Il cammino di fede e di studio

Il percorso terreno del Beato Monaldo si snoda tra le città di Pirano, luogo della sua nascita, e Capodistria, dove concluse il suo pellegrinaggio nel dodici e ottanta. Prima di abbracciare la Regola di San Francesco, Monaldo esercitò con dedizione la professione di giurista, un'esperienza che non abbandonò ma che trasformò radicalmente alla luce del Vangelo. Questa solida preparazione tecnica gli permise di redigere la Summa Juris Canonici, un testo che ancora oggi porta il suo nome e che riflette la profondità del suo pensiero canonistico, capace di armonizzare la complessità delle norme con lo spirito di carità proprio del francescanesimo delle origini.

La sua caratura intellettuale fu messa interamente al servizio della Chiesa, in particolare quando fu chiamato a ricoprire l'incarico di Padre Provinciale della Dalmazia. Dal mille duecento quaranta al mille duecento sessanta, egli guidò la sua provincia religiosa con fermezza e saggezza, operando intensamente tra le comunità di Venezia, Trieste e le terre dalmate. In quegli anni di intenso servizio, Monaldo non fu soltanto un amministratore, ma un autentico padre spirituale per i frati a lui affidati, impegnato a radicare il carisma francescano in un contesto sociale e culturale in costante mutamento. La sua vita rimane un esempio di come lo studio e il diritto possano diventare strumenti di evangelizzazione quando sono animati da un cuore sincero e da una obbedienza umile alla volontà di Dio.

La memoria e il culto

Il culto del Beato Monaldo da Capodistria, riconosciuto ab immemorabili, ha attraversato i secoli senza mai affievolirsi. La devozione dei fedeli ha preservato il ricordo del giurista divenuto frate, onorando la sua tomba e la sua memoria in diverse località legate al suo operato. Un momento di particolare significato per la storia delle sue reliquie è avvenuto nel mille novecento cinquantaquattro, anno in cui esse furono traslate solennemente a Trieste, città che ancora oggi ne custodisce il ricordo con una festa locale dedicata il diciannove giugno.

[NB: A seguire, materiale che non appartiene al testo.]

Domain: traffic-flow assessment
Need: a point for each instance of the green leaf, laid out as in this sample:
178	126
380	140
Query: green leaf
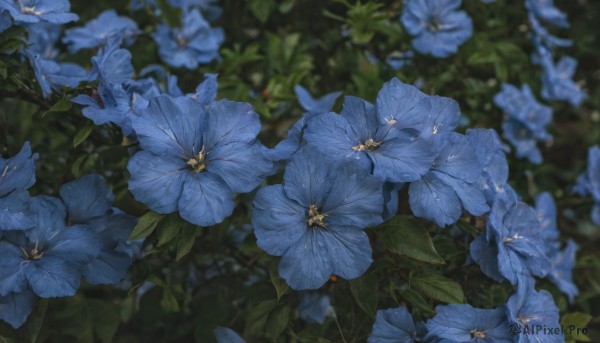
60	106
403	235
145	225
168	301
278	282
262	9
575	326
105	317
364	289
438	287
83	134
257	316
168	229
417	301
278	320
186	240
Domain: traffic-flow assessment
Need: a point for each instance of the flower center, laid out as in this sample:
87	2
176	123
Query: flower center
314	217
434	24
181	41
197	162
29	10
369	145
34	254
477	334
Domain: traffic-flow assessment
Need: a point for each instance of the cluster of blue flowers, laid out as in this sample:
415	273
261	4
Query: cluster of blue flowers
526	121
193	44
438	27
48	244
588	183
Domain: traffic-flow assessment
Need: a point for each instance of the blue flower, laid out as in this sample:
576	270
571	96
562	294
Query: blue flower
491	154
48	258
17	174
543	36
198	155
527	307
193	44
524	139
315	220
451	184
464	323
527	121
16	307
588	183
317	106
52	76
437	25
512	246
357	136
394	325
314	307
110	103
226	335
522	106
545	11
557	81
34	11
88	200
97	31
5	22
42	38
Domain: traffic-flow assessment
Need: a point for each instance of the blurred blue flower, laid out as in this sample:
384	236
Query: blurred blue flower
314	307
543	36
491	154
96	32
16	307
226	335
464	323
315	220
193	44
48	258
545	11
42	38
531	308
52	76
396	60
5	22
438	27
513	245
35	11
524	139
110	102
588	183
17	174
317	106
198	155
394	325
451	183
88	201
557	81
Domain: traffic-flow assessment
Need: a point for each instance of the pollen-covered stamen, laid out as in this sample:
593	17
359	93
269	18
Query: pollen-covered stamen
477	334
181	41
314	217
34	254
434	24
197	162
369	145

La Chiesa universale e in particolare la famiglia francescana lo ricordano con affetto nel Martirologio Francescano il nove novembre, data che invita a riflettere sulla sua eredità di sapienza e santità. La presenza delle sue reliquie in terra triestina continua a essere un richiamo alla preghiera e alla meditazione per molti fedeli, che vedono nel Beato Monaldo un intercessore pronto a illuminare la mente di chi cerca la verità e a sostenere la fede di chi si affida alla protezione dei santi. La sua figura, pur lontana nel tempo, rimane un punto di riferimento per quanti desiderano vivere la propria vocazione con coerenza, unendo la competenza professionale alla testimonianza limpida del Vangelo.

Domande frequenti

Quando si festeggia il Beato Monaldo da Capodistria?

Il Beato Monaldo è ricordato nel Martirologio Francescano il 9 novembre. A Trieste, luogo che custodisce le sue reliquie, si celebra una festa locale il 19 giugno.